Question

I'm new to graphics programming (pixels, images, etc..) I'm trying to convert Raw data to QImage and display it on QLabel. The problem is that, the raw data can be any data (it's not actually image raw data, it's binary file.) The reason if this is that, to understand deeply how pixels and things like that work, I know I'll get random image with weird results, but it will work. I'm doing something like this, but I think I'm doing it wrong!

QImage *img = new QImage(640, 480, QImage::Format_RGB16); //640,480 size picture.
//here I'm trying to fill newly created QImage with random pixels and display it.
for(int i = 0; i < 640; i++)
{
    for(int u = 0; u < 480; u++)
    {
        img->setPixel(i, u, rawData[i]);
    }
}
ui->label->setPixmap(QPixmap::fromImage(*img));

am I doing it correctly? By the way, can you point me where should I learn these things? Thank you!

Was it helpful?

Solution

Overall it's correct.
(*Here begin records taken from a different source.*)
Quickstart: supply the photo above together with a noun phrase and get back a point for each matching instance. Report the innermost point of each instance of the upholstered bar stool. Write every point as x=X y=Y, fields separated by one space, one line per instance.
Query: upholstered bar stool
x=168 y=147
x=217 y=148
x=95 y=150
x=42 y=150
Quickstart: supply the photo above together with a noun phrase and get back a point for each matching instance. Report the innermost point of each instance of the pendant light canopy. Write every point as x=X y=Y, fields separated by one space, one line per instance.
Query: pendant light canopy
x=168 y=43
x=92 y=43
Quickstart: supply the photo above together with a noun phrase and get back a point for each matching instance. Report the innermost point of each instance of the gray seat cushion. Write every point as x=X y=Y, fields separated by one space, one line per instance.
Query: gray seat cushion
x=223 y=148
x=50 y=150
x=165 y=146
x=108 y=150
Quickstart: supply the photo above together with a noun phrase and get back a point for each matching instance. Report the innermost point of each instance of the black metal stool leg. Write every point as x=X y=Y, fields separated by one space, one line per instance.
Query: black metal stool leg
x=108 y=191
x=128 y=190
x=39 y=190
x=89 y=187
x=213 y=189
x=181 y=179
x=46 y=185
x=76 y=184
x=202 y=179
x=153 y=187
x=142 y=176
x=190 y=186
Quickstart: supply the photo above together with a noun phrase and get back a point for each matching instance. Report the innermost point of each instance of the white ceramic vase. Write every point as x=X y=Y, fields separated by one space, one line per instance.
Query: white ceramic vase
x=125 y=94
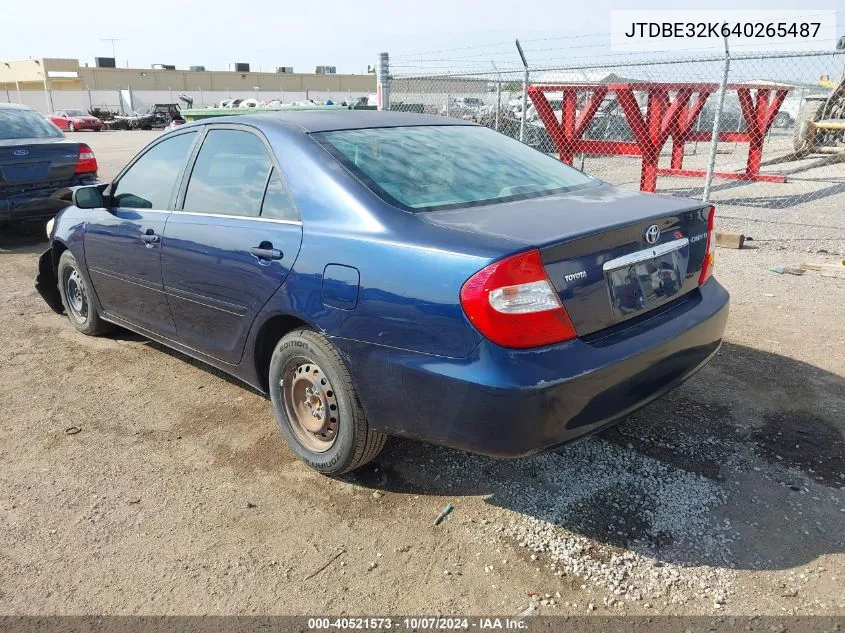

QImage is a class that allows to manipulate its own data directly, but you should use correct pixel format.

A bit more efficient example:

QImage* img = new QImage(640, 480, QImage::Format_RGB16);
for (int y = 0; y < img->height(); y++)
{
    memcpy(img->scanLine(y), rawData[y], img->bytesPerLine());
}

Where rawData is a two-dimension array.

OTHER TIPS

This is how I saved a raw BGRA frame to the disk:

QImage image((const unsigned char*)pixels, width, height, QImage::Format_RGB32);
image.save("out.jpg");

Syntactically, your code appears to be correct.

Reading the class signature, you may want to call setPixel in the following manner:

img->setPixel(i, u, QRbg(##FFRRGGBB));

Where ##FFRRGGBB is a color quadruplet, unless, of course, you want monochrome 8 bit support.

Additionally, declaring a naked pointer is dangerous. The following code is equivalent:

QImage image(640, 480, QImage::Format_something);
QPixmap::fromImage(image);

And will deallocate appropriately upon function completion.

Qt Examples directory is a great place to search for functionality. Also, peruse the class documentation because they're littered with examples.